C’est à l’occasion d’une violente dispute entre ses parents au sujet de son éducation que Mustafa Kemal fut pour la première fois confronté au dualisme troublant que les réformes avaient introduit dans l’ensemble de la société urbaine. Dans la plupart des familles, la ligne de fracture entre les modes de vie alla franca et alla turca se superposait à celle entre les générations, opposant généralement les parents aux enfants ; chez Mustafa, elle divisait les parents. À l’instar de nombreux musulmans et dönme de la classe moyenne et supérieure de Salonique, Ali Rıza voyait dans l’éducation moderne un gage d’ascension sociale pour sa progéniture. C’est pourquoi il voulait inscrire Mustafa dans une école dönme, celle de Şemsi Efendi, où l’exercice de la pensée critique était la règle, au détriment de l’apprentissage par cœur. Ce type d’établissement était fortement influencé par le modèle français et se caractérisait notamment par l’usage de pupitres et de cartes murales ; l’accent y était mis sur les mathématiques et les matières scientifiques (quoique les matières religieuses y fussent également enseignées). Plus pieuse, Zübeyde préférait que le seul de ses fils à avoir survécu fréquente une école traditionnelle où l’enseignement, assuré par des clercs, serait centré sur la religion et la langue arabe. La dispute se solda par un compromis assez singulier. Afin de contenter sa mère, Mustafa fréquenta d’abord l’école religieuse (où il portait un exemplaire du Coran attaché contre la poitrine). Mais il n’y resta que quelques jours, le temps d’apprendre une poignée d’hymnes, après quoi Ali Rıza, considérant que sa promesse à Zübeyde avait été honorée, s’empressa de l’envoyer à l’école de Şemsi Efendi*26.
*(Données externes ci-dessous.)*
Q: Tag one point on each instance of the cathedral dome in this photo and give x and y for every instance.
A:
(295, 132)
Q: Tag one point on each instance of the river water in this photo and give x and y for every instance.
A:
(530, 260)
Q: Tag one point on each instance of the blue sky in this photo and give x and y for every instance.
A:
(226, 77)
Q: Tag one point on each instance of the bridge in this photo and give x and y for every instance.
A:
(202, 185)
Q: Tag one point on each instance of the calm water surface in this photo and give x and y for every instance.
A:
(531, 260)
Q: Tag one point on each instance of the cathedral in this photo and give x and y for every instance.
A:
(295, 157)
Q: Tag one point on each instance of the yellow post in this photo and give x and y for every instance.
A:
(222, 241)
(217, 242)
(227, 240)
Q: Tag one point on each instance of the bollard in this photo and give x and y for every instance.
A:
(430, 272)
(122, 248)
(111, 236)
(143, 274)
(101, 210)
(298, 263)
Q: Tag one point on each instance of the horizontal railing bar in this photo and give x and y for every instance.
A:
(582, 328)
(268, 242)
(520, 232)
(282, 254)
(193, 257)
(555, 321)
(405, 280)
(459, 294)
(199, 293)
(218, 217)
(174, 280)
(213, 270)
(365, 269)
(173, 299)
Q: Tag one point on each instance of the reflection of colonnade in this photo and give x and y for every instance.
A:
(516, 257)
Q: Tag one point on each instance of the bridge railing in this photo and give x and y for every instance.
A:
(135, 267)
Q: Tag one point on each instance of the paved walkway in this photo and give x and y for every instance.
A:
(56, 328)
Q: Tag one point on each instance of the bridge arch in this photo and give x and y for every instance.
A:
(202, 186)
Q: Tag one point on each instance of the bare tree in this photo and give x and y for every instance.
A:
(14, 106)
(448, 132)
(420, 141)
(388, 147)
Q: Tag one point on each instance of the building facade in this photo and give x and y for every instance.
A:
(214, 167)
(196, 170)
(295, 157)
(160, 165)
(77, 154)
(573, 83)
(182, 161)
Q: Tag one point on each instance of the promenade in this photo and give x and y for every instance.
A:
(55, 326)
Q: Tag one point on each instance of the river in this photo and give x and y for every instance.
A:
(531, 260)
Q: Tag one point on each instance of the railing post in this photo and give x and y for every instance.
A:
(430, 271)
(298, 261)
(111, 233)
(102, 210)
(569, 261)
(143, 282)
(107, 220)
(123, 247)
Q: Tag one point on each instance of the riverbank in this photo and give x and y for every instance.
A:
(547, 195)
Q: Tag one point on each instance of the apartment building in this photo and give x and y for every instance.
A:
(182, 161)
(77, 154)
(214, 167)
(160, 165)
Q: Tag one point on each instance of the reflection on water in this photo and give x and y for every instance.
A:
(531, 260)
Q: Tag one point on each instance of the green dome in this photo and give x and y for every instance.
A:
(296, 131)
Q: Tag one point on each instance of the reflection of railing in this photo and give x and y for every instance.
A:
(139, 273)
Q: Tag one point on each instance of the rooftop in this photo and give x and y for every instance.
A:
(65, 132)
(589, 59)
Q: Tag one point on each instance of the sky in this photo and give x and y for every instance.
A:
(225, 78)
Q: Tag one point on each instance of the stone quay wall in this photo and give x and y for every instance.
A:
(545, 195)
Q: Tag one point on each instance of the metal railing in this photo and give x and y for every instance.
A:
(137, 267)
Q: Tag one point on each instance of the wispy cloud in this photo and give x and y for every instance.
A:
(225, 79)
Nul doute que la grande prédilection d’Atatürk pour l’innovation doit beaucoup à ces années pendant lesquelles, comme quelques rares autres enfants à travers l’empire, il fut éduqué dans une école privée où l’emprise de la religion était faible. Les pratiques avant-gardistes de cet établissement – qui proposait par exemple des cours de gymnastique – suscitèrent la colère des conservateurs ; ces derniers réussirent occasionnellement à faire fermer l’école, voire encouragèrent des foules à la vandaliser*27. Le jeune Mustafa semble avoir beaucoup apprécié l’école de Şemsi Efendi. Cependant, le décès de son père vint mettre un terme à cette période heureuse.

La maigre pension de veuve de sa mère – 40 piastres par mois, l’équivalent d’une vingtaine d’euros de nos jours – la contraignit à retourner à Langaza, près de sa Vodina natale. Là, elle put vivre sous la protection de son oncle par alliance, Langazalı Hüseyin Ağa, qui travaillait comme intendant dans une ferme musulmane assez importante. Passant brusquement du confort urbain à la vie à la campagne, et de la classe moyenne à la quasi-pauvreté, le jeune Mustafa eut du mal à s’adapter. Rien ne le stimulait dans les tâches simples que lui confiait Hüseyin Ağa, comme chasser les corbeaux des champs de féveroles*28. L’interruption de sa scolarité attristait immensément sa mère. Certes, Mustafa fréquenta brièvement une école grecque associée à une église voisine, puis apprit quelques rudiments de turc et de calcul auprès d’un intendant albanais de la ferme où travaillait son oncle. Mais cela ne pouvait suffire à son éducation. Aussi Zübeyde décida-t-elle de le renvoyer en ville*29.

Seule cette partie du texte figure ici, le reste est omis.